I took a step back, away from the terrifying device, and slowly turned to find Sean and Mr. O’Gara staring at me, clearly alarmed.
“M,” Sean said, reaching a hand toward me. “Are you okay? For a while there, we were afraid you might— That you—”
“What happened?” his father interrupted. “Were you communicating with them? Did it work? Will they stop manipulating the power supply?”
“I…I don’t know,” I stammered, still shell-shocked from my experience. “They didn’t…didn’t
say
anything to me. It was…it was…”
Mr. O held up his omni so that we could all see it. “We’ll know in a moment. The next outage was to occur in…seventeen seconds.”
Had I really been communing with the device for two whole hours?
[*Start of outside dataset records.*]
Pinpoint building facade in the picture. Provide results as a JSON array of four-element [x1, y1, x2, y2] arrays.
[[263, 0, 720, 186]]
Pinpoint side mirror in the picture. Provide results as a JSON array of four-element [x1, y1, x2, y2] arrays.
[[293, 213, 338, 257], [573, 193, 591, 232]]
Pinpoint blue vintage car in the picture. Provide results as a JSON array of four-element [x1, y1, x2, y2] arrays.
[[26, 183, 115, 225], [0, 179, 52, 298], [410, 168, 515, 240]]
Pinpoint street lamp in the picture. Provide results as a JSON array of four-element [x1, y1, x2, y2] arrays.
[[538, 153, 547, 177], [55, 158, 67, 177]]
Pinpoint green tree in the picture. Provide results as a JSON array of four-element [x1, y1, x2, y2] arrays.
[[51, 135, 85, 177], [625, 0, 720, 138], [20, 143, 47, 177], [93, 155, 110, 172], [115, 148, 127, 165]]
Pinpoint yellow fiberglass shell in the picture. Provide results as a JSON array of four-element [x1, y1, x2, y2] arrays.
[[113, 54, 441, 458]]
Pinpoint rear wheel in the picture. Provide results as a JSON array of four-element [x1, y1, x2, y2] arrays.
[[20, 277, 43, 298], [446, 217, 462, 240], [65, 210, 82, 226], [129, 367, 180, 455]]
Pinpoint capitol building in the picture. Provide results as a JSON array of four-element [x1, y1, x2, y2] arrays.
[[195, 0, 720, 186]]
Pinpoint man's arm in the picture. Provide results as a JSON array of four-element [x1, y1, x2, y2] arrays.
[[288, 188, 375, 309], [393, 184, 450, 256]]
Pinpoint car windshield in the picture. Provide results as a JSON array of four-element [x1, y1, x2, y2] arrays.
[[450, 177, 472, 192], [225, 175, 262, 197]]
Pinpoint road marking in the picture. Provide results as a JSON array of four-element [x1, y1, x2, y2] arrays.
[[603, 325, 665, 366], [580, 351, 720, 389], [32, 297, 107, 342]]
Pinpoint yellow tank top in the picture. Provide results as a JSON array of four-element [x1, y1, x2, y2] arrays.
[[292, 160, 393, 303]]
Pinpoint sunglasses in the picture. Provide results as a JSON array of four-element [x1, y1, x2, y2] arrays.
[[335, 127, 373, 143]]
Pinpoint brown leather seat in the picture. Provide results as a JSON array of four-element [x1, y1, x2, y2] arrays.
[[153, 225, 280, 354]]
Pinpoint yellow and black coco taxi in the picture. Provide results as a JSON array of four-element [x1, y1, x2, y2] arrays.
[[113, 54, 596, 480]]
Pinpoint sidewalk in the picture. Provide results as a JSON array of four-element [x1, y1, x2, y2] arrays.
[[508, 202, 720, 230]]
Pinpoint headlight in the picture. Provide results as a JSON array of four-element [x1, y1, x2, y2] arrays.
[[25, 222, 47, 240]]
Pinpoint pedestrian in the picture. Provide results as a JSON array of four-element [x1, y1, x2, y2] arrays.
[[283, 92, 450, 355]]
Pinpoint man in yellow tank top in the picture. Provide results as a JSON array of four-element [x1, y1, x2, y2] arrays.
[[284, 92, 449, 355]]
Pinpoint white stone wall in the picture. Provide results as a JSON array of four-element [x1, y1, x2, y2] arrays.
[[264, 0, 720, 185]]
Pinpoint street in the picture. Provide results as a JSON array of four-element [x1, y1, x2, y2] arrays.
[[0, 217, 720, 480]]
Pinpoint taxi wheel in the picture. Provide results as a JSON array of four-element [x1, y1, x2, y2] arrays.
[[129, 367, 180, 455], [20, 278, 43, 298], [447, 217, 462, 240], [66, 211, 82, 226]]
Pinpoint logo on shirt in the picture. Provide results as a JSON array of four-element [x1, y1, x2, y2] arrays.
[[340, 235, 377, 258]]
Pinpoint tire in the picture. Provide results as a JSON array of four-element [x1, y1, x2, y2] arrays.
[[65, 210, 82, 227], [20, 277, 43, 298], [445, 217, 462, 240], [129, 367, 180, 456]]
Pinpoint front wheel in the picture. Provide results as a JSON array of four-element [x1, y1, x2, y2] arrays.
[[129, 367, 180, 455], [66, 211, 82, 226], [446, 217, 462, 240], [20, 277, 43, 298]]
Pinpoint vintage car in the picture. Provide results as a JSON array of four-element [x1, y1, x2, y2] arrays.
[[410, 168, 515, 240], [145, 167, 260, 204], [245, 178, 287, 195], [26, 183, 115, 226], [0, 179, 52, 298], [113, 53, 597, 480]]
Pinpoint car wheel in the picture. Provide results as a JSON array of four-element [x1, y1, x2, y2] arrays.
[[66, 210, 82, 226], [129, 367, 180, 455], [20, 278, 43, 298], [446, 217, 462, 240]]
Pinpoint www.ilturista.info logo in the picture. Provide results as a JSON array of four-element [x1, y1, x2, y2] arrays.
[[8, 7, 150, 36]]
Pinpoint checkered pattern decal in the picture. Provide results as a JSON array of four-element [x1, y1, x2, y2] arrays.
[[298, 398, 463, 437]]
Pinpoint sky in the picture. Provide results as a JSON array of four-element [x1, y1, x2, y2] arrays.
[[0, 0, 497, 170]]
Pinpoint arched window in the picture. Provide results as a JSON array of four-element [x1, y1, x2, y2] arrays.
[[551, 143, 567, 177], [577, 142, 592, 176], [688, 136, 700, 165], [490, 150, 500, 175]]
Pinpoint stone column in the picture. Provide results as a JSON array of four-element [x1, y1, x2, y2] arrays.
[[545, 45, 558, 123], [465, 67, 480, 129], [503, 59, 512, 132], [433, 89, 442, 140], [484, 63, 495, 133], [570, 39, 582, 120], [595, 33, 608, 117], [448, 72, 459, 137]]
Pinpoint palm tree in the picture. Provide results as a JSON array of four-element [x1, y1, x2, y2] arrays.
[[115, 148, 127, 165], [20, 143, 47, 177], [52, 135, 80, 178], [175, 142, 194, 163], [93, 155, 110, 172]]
It had felt like seconds…and days.
We all tensed, barely breathing, as we watched the seconds count down on Mr. O’s omni. Two seconds. One. And…nothing. No change.
Mr. O went to the door of the room and looked out. “The lights are still on. I think…I think we may be all right.”
“You did it!” There was awe in Sean’s voice, and disbelief. Then, loud and exultant, “You did it!” Without warning, he hugged me to him and I was too stunned—by everything—to protest, or even to comprehend.
Slowly, by stages, it sank in. I
had
done it. We were still here. Nuath hadn’t been destroyed. Relief bubbled up in me, bittersweet because I couldn’t share it with Rigel, but relief all the same. I turned excitedly to Eric.